We eat more and continue to argue before we finally get into stories about Riverbank. His family lived in a tent in our back yard for two years before they had enough to make it on their own. Manuel picked peaches and fought with Okies down at the canal before he became a city slicker. I laugh at him when he tries to come on like a smooth sophisticated cat. He is as much a greaser and small-town kid as I am.
When he finally drives me back to the Belmont, I have a hundred in my pocket. Immediately I throw down fifty for a month’s rent, leaving the rest to carry me until I can round up some kind of gig. Even an artist must eat.
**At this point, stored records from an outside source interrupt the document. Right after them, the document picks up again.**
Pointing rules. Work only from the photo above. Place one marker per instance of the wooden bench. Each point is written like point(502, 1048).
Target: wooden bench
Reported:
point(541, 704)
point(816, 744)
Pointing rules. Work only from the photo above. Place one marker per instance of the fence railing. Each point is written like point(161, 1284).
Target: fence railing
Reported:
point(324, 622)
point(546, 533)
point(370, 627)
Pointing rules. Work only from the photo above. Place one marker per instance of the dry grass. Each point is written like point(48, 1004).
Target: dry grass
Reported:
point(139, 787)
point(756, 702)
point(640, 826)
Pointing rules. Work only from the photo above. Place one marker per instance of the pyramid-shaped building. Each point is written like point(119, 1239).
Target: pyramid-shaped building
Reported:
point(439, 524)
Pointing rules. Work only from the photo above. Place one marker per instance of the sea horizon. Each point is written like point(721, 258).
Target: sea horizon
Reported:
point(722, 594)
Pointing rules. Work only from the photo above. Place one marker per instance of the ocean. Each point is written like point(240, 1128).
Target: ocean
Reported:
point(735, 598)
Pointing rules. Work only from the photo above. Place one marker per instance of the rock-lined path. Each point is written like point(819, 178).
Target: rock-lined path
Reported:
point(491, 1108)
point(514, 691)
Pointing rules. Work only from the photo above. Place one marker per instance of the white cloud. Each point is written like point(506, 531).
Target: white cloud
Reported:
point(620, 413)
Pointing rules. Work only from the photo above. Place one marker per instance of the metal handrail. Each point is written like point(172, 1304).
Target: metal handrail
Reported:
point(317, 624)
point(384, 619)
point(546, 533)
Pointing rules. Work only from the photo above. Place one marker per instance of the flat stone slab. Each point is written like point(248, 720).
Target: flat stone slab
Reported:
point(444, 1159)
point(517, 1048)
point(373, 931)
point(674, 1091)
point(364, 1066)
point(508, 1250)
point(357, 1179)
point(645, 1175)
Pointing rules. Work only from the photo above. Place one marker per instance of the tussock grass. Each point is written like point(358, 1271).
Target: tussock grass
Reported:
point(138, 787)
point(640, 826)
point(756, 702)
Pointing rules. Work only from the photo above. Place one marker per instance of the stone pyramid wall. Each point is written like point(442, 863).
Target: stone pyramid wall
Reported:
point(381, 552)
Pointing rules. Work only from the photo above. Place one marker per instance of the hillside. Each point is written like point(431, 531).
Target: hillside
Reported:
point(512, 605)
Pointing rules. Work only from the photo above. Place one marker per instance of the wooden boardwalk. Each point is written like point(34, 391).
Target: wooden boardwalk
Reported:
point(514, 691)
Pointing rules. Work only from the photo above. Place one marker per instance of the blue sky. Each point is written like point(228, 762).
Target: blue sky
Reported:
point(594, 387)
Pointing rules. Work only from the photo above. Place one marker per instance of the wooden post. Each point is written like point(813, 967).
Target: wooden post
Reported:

The Revolt Of The Cockroach People, pp 24-28
I read Acosta’s two completed books with a fever. Then I found Oscar “Zeta” Acosta: The uncollected works by Ilan Stavans (Himself a great writer all around – not merely academic – and an interesting character considering his Jewish and Mexican roots. He writes about Mexican and Jewish identity, language, board games, and recently published a graphic novel entitled Mr Spic Goes to Washington) , a published collection of letters and early experiments with writing, including poems (many of which I liked very much) a play, and read that. Stavans’ source for the material was a special collection at the University of California at Santa Barbara, which is accessible to the public. So when I came to be in the Los Angeles area a number of years ago, after driving on from Colorado where I saw the remains of Hunter Thompson shot out of a cannon, I took to visiting USCB to look at the special collection of Oscar Acosta material. His son Marco set it up, gave it to the University some years ago. It includes a lot of original stuff, hand written or typed – letters and writing and etc. I spent five days pouring through all of it and now someone has put portions online here (careful, he did not compress the images on the page). That stuff looks a lot better than what I had photocopied.
In any case, I will not go further down the Zeta hole, let’s call it the Z-Hole, than I need to on here. Many others wrote fitting obituaries and I’m happy to keep my hands out of that pool for now. His life was huge and he is huger still now that he is gone. Below is a video of Oscar reading a chapter from his book Revolt of the Cockroach People which details the rising of the Chicano rights movement in East LA. This particular chapter is concerned with Acosta, in his capacity as a lawyer representing the family of a young Chicano who died in police custody, determining the boy was most likely killed by the sheriff’s department.
Acosta’s devotion and emotional connection to the boy as a fallen brother is plain in the wretching angry sobs he fights while reading his account of the body, but his gravitas remains.
“How many boys tried to get between those legs, now dangling pools of red-black blood?”
After a few technical problems with this player, which is finicky, I think it’s working.
Been listening to Hopkins a lot, got hold of a 5 disc set called Lightnin’ Hopkins – Classic Sides 1946 – 1951, which introduced me to more of his material since the only tunes I heard him sing before were on the Newport Folk Festival ‘59-’68 collection.
His tone reminded me a bit of Peter Greene of Fleetwood Mac, before it went over to Nicks and Buckingham and into popdom. Greene-helmed Mac was one of the greatest blues bands in the universe. B.B. King said of Greene:
He has the sweetest tone I ever heard. He’s the only one who gave me the cold sweats.